Abundan otros paralelismos entre entonces y ahora. Weimar tenía su propia burbuja mediática, en la que los periódicos promovían comentarios sesgados como si fueran un hecho. Fue dañado por la guerra cultural. Y estaba dirigido por una institución que insistía en seguir las reglas, dijo el Dr. Dreyer, mientras que sus oponentes no lo hacían.

En 1932, Hindenburg, reclamando poderes de emergencia, disolvió el gobierno electo de Prusia, uno de los estados más grandes de Alemania, y reemplazó al derechista Franz von Papen como gobernador.

Los líderes prusianos demandaron y ganaron. Pero para entonces, von Papen había reemplazado a los altos funcionarios prusianos por sus aliados. El tribunal, temiendo una mayor crisis, se negó a ordenarlas.

“Lo que ocurrió no fue un iceberg chocando con el Titanic”, dijo el Dr. Dreyer. “Este fue un ataque deliberado por parte de quienes están en el poder”. Y añadió, comparando a los líderes pasados ​​y presentes: “Es malo tener a un presidente empeñado en destruir la democracia en la cima de su gobierno”.

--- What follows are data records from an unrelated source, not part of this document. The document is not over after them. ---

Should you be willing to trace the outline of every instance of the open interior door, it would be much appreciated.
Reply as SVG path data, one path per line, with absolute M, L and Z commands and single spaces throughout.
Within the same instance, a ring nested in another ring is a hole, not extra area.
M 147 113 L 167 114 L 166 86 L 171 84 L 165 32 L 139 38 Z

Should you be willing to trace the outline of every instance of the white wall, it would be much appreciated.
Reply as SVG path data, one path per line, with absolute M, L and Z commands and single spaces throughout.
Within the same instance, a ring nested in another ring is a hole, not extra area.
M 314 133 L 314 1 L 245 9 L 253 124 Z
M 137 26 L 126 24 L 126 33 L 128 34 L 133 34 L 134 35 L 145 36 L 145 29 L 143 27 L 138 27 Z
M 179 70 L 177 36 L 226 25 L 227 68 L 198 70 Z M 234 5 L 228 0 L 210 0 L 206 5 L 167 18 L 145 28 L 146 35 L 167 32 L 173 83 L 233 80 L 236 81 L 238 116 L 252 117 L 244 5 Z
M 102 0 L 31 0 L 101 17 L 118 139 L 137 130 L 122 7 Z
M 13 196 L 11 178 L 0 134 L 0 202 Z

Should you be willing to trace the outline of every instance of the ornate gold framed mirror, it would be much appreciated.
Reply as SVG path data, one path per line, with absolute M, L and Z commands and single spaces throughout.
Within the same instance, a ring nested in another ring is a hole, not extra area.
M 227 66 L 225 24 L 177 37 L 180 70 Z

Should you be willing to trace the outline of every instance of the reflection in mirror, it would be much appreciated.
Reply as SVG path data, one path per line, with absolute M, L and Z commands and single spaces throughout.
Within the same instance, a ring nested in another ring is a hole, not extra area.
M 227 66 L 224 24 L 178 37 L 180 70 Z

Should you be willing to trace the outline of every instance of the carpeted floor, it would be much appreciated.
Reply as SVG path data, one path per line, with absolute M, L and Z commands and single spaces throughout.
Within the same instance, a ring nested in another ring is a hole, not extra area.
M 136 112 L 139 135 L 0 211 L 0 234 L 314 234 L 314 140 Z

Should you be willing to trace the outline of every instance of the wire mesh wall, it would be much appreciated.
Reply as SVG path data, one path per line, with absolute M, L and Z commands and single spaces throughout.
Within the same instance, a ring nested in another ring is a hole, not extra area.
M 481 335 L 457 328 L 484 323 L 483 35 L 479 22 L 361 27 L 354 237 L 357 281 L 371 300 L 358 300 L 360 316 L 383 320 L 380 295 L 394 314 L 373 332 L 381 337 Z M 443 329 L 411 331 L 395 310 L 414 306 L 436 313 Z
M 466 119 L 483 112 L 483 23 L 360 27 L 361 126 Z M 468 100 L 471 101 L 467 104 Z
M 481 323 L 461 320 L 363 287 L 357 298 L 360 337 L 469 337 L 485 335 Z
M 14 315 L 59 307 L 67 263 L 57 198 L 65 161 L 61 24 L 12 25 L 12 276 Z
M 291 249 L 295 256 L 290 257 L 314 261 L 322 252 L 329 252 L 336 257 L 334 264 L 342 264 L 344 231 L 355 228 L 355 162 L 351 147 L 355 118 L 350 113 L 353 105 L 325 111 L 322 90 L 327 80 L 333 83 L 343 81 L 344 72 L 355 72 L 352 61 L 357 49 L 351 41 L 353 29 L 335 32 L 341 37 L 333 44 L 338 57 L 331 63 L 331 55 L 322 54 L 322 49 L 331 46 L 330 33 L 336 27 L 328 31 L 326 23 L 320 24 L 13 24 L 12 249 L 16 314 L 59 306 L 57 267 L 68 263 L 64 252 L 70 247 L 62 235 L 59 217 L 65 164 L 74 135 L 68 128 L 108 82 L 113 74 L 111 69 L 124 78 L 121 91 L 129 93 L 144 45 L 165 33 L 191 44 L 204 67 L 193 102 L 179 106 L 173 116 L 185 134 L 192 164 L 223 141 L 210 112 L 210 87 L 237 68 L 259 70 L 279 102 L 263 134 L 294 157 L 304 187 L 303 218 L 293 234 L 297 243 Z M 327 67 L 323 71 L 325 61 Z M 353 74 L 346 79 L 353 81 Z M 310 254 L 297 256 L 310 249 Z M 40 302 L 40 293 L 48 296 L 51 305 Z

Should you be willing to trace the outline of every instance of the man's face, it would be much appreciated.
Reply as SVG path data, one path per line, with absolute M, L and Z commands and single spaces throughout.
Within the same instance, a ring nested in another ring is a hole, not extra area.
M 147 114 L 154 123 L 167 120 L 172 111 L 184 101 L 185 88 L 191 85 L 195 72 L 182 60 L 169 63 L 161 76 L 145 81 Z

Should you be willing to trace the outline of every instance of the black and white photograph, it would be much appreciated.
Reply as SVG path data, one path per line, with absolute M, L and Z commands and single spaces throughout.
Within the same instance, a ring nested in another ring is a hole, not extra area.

Los historiadores advierten que las diferencias entre entonces y ahora son tan importantes como las similitudes. Las repúblicas modernas tienen culturas profundamente democráticas que hacen casi impensable una toma del poder en Weimar.

Los historiadores dicen que la lección fundamental de esa época no reside en ningún paralelo en particular, sino en un punto que es claro y a menudo se pasa por alto: las democracias son instituciones imperfectas que necesitan ser protegidas constantemente, porque pueden ser desmanteladas desde adentro.